Multimedia artist Claire Bangser created NOLAbeings as a portrait-based story project that marries image and text. Inspired by the Humans of NY project, it stems from the belief that we can all learn from one anothers’ stories. Primarily featured on Instagram (and tumblr), Claire meets people in coffee shops, grocery stores, living rooms, sidewalks, and learns something about each individual through a snapshot conversation and image. After discovering and falling in love with the project, editors at NolaVie asked to post a weekly roundup of her most visually and narratively stimulating photos.

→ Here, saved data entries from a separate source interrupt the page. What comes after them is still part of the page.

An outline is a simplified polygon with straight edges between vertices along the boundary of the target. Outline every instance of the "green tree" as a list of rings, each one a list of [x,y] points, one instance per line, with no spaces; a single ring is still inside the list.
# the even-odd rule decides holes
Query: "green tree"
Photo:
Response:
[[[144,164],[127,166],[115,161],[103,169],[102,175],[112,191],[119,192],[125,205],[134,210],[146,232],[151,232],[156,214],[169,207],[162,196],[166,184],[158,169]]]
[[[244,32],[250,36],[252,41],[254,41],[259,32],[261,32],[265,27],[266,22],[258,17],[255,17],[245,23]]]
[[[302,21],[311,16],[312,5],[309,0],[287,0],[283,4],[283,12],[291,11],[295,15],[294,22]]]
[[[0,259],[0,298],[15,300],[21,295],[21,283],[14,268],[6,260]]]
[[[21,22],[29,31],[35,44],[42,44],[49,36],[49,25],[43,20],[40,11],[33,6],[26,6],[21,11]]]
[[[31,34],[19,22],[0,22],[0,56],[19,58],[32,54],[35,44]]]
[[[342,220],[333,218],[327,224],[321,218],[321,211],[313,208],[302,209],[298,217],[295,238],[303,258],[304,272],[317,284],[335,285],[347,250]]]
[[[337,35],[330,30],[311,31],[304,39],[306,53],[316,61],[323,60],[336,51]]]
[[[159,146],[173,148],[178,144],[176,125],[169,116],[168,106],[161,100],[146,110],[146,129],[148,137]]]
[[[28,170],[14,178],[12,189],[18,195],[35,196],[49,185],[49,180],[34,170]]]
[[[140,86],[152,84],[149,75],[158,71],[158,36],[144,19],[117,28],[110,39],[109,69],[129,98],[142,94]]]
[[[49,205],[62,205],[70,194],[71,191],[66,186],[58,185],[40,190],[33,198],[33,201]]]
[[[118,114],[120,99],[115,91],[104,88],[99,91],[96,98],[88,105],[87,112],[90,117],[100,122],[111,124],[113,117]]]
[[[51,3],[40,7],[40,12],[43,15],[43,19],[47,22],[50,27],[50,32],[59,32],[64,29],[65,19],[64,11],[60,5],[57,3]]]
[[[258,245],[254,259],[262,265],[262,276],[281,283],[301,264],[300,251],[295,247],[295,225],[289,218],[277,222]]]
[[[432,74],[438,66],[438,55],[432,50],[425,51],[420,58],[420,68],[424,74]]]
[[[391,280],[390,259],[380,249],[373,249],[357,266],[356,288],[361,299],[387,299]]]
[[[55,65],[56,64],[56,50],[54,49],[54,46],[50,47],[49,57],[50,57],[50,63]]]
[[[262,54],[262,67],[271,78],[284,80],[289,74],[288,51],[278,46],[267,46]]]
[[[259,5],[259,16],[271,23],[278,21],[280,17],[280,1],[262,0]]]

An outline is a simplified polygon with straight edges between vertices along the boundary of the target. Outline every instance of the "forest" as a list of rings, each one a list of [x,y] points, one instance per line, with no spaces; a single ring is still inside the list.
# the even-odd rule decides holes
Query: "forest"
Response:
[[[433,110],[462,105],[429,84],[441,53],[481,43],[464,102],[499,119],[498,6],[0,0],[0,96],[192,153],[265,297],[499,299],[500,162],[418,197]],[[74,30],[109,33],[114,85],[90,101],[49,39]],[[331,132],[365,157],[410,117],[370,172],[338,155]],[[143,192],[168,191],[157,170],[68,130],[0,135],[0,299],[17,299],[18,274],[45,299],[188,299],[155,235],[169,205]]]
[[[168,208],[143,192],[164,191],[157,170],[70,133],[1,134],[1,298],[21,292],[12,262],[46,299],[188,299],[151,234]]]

“My mother was always scared when I went out somewhere that I would come back with another dog.”
“Did that happen?”
“Well yeahhh!”
“A couple years ago I went up to the Louisiana delta on an assignment with Teach for America. I was assigned to the Greater New Orleans corps but actually assigned to a satellite region that’s 250 miles north of here. After a couple months of it, I found myself to be so miserable and so completely out of my element that I ended up resigning and coming down here. I guess the reason why that sort of cast a larger shadow than almost any other memory that I can think back to, was that it wasn’t a failure that felt like it uniquely affected me. It felt like I was abandoning the students that I was teaching – although to be fair, the teacher that replaced me was actually a woman from the area who had lost her job probably because of Teach for America and was probably better equipped to be teaching these kids than I was. Nevertheless, it was a combination of being put into a situation that I never should have been put into and also the realization that – in the aftermath of post-college anxieties, trying to find a job and trying to do something that was in some way going to cater to my ideals – I had landed myself in a position that in no way really aligned with where my life was headed. One of the realizations that I had about successful and really inspiring teachers is that it takes a certain willingness to put the dreams and aspirations of your students above your own dreams, and that was something that I came to realize I couldn’t bring myself to do.”
“I realized that I’m very comfortable with people who have a lot to say, because then I don’t have to say anything at all. I have a lot to say, but I don’t necessarily have the right situations, so I just wait for a good situation. I say things when they’re important. And there’s a lot I think is not that important to say.”
“I was here when the storm happened. We moved to Houston for a month and then we came back to help and reconstruct New Orleans. I think that the Latin community is helping a lot. We are working hard… it’s never an easy job. Where we’re working right now I saw three work accidents. […] It’s dangerous. It was not my dream to come here, but right now I have to go straight.”
“When the horn blows, I’ll get on my knees and pray – thank God I made it to 2015.”